I need help with this proof:
AD and BE are medians in triangle ABC, meeting at point F. Point G is the middle of segment BF. The continuation of the segment AG intersects the side BC at point H. Prove that BC=5BH.
Here's what I could find:
However I don't see how these facts help me prove the claim. Any help would be appreciated.
On
Here is a solution using the fact that the cross-ratio of four aligned points is preserved under a perspective (one of the fundamental properties of "projective geometry"), here the perspective sending $B \to B, G \to H, F \to D, E \to C$ :
$$\underbrace{\frac{BE}{BG}\times\frac{FG}{FE}}_{= 3 \times 1}=\frac{BC}{BH}\times\frac{DH}{DC}\tag{1}$$
(The value of the LHS is a consequence of relationship $BG=GF=FE$ you have remarked).
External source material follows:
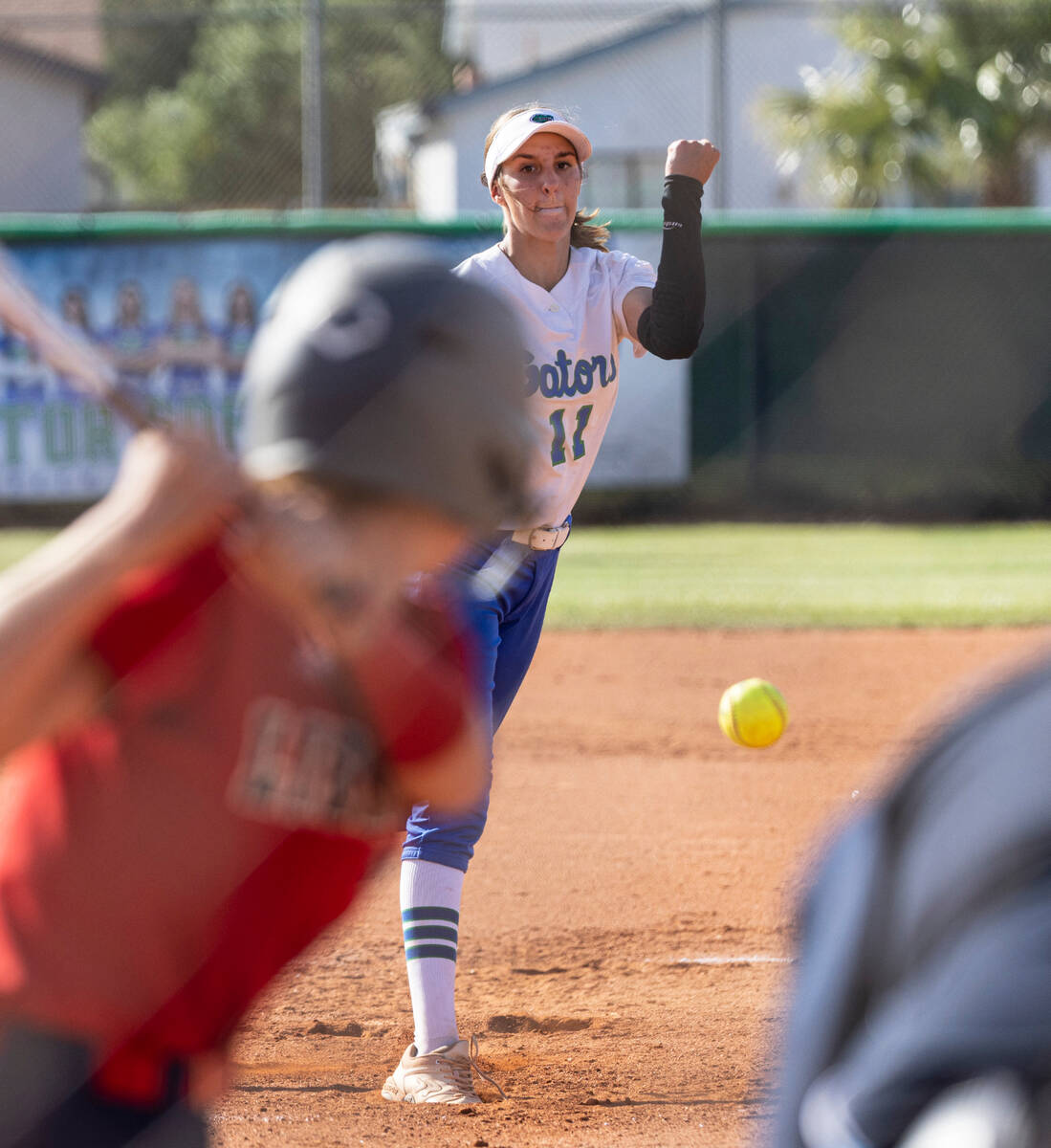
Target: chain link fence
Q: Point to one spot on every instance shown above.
(230, 103)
Let us take coordinates on line $BC$ such that :
$$ B=0, \ \ H=h, \ \ D=1, \ \ C=2.\tag{2}$$
Therefore, (1) becomes :
$$3=\frac{2}{h}\frac{1 - h}{1}$$
a first degree equation giving $h=\frac25$
As a consequence, using (2) again :
$$\frac{BC}{BH}=\frac{2}{h}=5.$$
Hint: Line $AH$ is a transversal of $\triangle BCE.$ Now apply Menelaus' Theorem.